Council Members thanked the IEO and GEF Secretariat, expressing support for the management response. One speaker asked the IEO to develop a monitoring toolkit that can be used to evaluate SCCF projects at country level, as well as capacity building for governments to, inter alia, use the toolkit. One Council Member supported restructuring of the SCCF, and called on the GEF to continue to communicate the Fund’s niche within the global adaptation landscape, including through a statement on its relationship with, and complementarity to, the GCF. The Council adopted the decision as drafted.

Decision: In decision LDCF.SCCF 9/2021, the LDCF/SCCF Council takes note of the evaluation’s recommendation and endorses the management response to address it, which is presented in GEF/LDCF.SCCF.31/05.
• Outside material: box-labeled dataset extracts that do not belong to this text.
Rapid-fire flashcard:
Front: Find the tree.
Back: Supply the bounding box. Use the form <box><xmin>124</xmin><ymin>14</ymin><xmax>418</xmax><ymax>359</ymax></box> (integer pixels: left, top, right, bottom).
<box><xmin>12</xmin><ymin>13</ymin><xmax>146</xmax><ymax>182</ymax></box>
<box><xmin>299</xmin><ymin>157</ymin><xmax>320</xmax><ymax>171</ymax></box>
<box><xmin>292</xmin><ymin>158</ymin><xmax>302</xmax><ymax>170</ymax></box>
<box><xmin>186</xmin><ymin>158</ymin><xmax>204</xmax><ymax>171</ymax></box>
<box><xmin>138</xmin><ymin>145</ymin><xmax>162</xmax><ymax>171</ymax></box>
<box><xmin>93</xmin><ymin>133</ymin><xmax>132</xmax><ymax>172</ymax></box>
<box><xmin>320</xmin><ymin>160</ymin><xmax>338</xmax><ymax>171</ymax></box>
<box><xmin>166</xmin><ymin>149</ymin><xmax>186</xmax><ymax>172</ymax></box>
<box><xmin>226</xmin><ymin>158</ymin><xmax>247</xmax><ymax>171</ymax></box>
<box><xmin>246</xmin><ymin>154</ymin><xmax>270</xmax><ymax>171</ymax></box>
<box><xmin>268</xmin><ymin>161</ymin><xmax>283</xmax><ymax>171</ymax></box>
Closing of the Council Meetings

Joint Summary of the Co-Chairs

Co-Chair Møglestue opened discussion of the Joint Summary of the GEF Council Co-Chairs on 10 December. Council Members reviewed and approved the summary with minor edits.

Co-Chair Møglestue then opened discussion of the Joint Summary of the LDCF/SCCF Council Co-Chairs. Council Members reviewed and approved the summary without amendment.

GEF 30th Anniversary Celebration

GEF CEO Rodríguez opened the celebration of the GEF 30th Anniversary at the close of the 61st meeting of the GEF Council.

Ehlers began the celebration, reflecting on his time at the GEF as one of the original Council Members. He said he is proud to see how the Council, Secretariat, and implementing Agencies have grown over time, and highlighted that more stakeholders are engaged in the work than ever before.

GEF CEO Rodríguez celebrated the integrated approach the GEF takes in focusing on both the “drivers and symptoms” of environmental degradation, and shared the release of the new GEF publication reflecting on 30 years of GEF activities.

Co-Chair Møglestue highlighted that the GEF is crucial to transforming multilateral decisions to action on the ground and could serve as a great model to other multilateral funds.

Following video messages from past GEF CEOs, heads of implementing Agencies, and leaders during the early days of the GEF Partnership, GEF staff and Council Members expressed their support for the GEF’s work and looked forward to many more decades. Derrick Mugisha, GEF CSO Network, noted the critical role the GEF plays for LDCs, and suggested the GEF engage in promoting climate literacy in the countries it works in. He closed by appreciating the presence of youth at the table, and hoped that more youth-led projects would be funded.

Council Members thanked GEF donor countries for their past support, and encouraged them to continue to support developing countries through the GEF. Many Council Members also expressed appreciation to the GEF Secretariat for its support and hard work.

Wishing the GEF a happy birthday and thanking everyone for their hard work, GEF CEO Rodríguez closed the meeting at 10:54 am EST.